When I’m asked what contemporary dance is, I usually sigh and take a deep breath because if you don’t already know, then it’s hard to explain. When I’m asked what modern dance is, because I try to explain contemporary with modern, I just fall down because I don’t know what else to do.

Defining types of dance is hard. Even within modern, there are so many sub-species, it turns into a mess. Then there’s the whole what’s-the-difference-between-modern-and-contemporary-I-mean-they’re-both-not-ballet debate, especially among dancers.

Perhaps what I’ve internally discovered isn’t such a big deal, but it made me think differently about a way to define contemporary dance that isn’t quite well, it’s sort of like modern and uses a lot of modern but moves away from classical technique but it still utilizes a lot of ballet and jazz and it has no official founder but you’ll know it when you see it.

As I watched PNB’s Tricolore last week, I was struck with an epiphany:

Ballet (along with other classical forms) is about finding your ever-changing center, and it utilizes your knowledge of that center to accomplish amazing things.

Contemporary dance (and parts of modern) is about discovering all the dangerous and fantastical things you can do because you are not on your center.

With ballet, we can perform clean turns and very high leaps and jumps with beats. We learn control. We learn to take risk by finding “the edge,” by pushing just to the line of where the center ends. I don’t know how else anyone could accomplish thirty-two fouettes or eleven pirouettes otherwise.

With contemporary, we learn to harness chaos in our bodies. We learn to take the danger out of moving off balance. We learn how to fall and take the spiral to its extreme, following it from vertical to horizontal.

Another thought:

Ballet is more concerned with line.

Contemporary is more concerned with the flow of energy.

That is not to say that ballet is not at all concerned with the flow of energy; anyone who has seen a good ballet dancer can attest that their lines seem to extend far beyond their limbs, that they are shaping space as well as their bodies. This is also not to say that modern/contemporary dance is unconcerned with line – otherwise we wouldn’t have much of the vocabulary that we have.

But look at this versus this. One is clearly more concerned with putting the body into a shape, and one isn’t.

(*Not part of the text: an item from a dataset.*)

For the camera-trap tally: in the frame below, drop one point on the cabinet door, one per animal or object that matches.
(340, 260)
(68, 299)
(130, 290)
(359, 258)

These elements of dance are emphasized very differently between the two styles. The pelvis is often more emphasized during technical training for modern and contemporary dancers.

Contemporary ballet lines
Graham lines
Classical ballet lines
Horton lines

Of course, the well-rounded dancer is able to do both, to move from beautiful line to amazing spiral, back to extension. And the experienced ballet dancer utilizes spirals as they imagine inner thighs spiraling outward or their body existing on a spiral to stay in a stable arabesque balance.

So stay on your center, or stray from it; as long as you know how to find it again, you’ll be all right.